Arteriovenous malformations can be asymptomatic for many years, or even a person’s entire life.
Often, they are discovered by chance, during the diagnosis of another disease of the body. If the malformation is small and does not progress, then the patient is unlikely to know about it. But if the abnormal vessel enlarges, it can compress the brain structures, which sooner or later will lead to neurological disorders. The symptoms of the disease are quite nonspecific, so the doctor must conduct a complete examination of the patient to make an accurate diagnosis.

Arteriovenous malformations can cause:

• intracranial hypertension with the development of pressing or throbbing headache;
• lethargy and apathy, which leads to a decrease in performance;
• movement coordination disorders, which leads to unsteady gait and sudden falls;
• speech disorders, in particular motor aphasia;
• disturbances of the innervation of certain parts of the body;
• decreased muscle tone and seizures;
• visual impairment, which may manifest itself as strabismus, loss of visual fields, partial or complete blindness;
• various epileptic seizures;
• paresis of the limbs

The severity and intensity of the clinical picture depend on the location of formation of vascular malformations.

Rupture of a vascular malformation entails the appearance of acute symptoms.

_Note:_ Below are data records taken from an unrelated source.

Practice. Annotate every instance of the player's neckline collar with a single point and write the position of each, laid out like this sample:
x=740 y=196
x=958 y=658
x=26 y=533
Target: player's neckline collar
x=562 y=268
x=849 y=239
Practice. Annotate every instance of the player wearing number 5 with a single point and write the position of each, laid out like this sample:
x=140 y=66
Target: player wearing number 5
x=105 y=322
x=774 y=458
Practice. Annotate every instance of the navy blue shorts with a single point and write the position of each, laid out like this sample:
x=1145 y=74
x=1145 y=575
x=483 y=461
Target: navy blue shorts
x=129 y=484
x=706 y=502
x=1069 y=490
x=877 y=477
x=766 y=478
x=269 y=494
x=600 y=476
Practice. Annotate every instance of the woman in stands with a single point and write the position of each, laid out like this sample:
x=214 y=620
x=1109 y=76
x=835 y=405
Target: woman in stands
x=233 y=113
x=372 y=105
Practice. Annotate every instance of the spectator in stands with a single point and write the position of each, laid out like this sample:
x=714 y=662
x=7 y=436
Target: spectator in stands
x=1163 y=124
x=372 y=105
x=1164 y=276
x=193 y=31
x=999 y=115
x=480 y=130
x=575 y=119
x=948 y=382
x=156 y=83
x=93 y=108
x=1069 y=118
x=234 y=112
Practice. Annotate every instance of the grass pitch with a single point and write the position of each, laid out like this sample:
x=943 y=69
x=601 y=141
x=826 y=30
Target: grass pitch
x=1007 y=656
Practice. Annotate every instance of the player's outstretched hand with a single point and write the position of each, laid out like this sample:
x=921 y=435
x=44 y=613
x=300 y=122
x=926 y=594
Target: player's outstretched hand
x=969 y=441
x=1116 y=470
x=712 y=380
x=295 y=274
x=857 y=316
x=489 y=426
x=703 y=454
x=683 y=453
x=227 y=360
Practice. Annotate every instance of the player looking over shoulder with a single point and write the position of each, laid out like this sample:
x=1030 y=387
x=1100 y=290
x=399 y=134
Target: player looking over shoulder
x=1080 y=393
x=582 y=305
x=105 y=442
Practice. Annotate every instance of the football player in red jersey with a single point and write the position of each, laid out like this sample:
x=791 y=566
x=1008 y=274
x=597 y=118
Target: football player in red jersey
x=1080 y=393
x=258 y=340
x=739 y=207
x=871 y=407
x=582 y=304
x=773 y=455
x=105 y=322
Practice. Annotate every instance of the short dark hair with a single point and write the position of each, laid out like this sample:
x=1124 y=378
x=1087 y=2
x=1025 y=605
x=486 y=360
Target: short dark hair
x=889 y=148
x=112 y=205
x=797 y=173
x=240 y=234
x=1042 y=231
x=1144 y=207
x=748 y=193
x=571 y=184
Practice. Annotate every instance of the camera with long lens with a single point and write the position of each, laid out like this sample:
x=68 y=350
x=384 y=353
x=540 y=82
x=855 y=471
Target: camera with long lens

This complication is fraught with the development of internal bleeding in the brain or spinal cord and the development of ischemic disorders due to the sudden cessation of blood supply to certain brain structures.

Subarachnoid hemorrhage and the formation of intracranial hematoma manifests itself:

• a sharp and sudden attack of very severe headache;
• nausea and intense vomiting for no obvious reason, which does not bring relief;
• syncope;
• photophobia, ocular paresis and visual impairment;
• speech impairment;
• convulsive seizures;
• paralysis of the limbs.

Radiation treatment of brain AVM

Radiation therapy (gamma knife, proton beam irradiation) is most effective for small compact malformations with a diameter of no more than 3 cm. Thus, with malformations less than 1 cm in diameter, complete obliteration can be achieved in almost 90% of cases, and with malformations with a diameter of more than 3 cm only - up to 30%. The negative side of radiation therapy for AVM is that obliteration of the AVM vessels occurs 1–3 years after treatment. Recent studies have shown that pre-embolization of AVM reduces the effectiveness of radiosurgery. According to the Research Institute of Neurosurgery, after stereotactic irradiation, complete obliteration can be achieved in more than 70% of cases. In 10% of patients, a decrease in the size of the AVM and a reduction in blood flow is observed.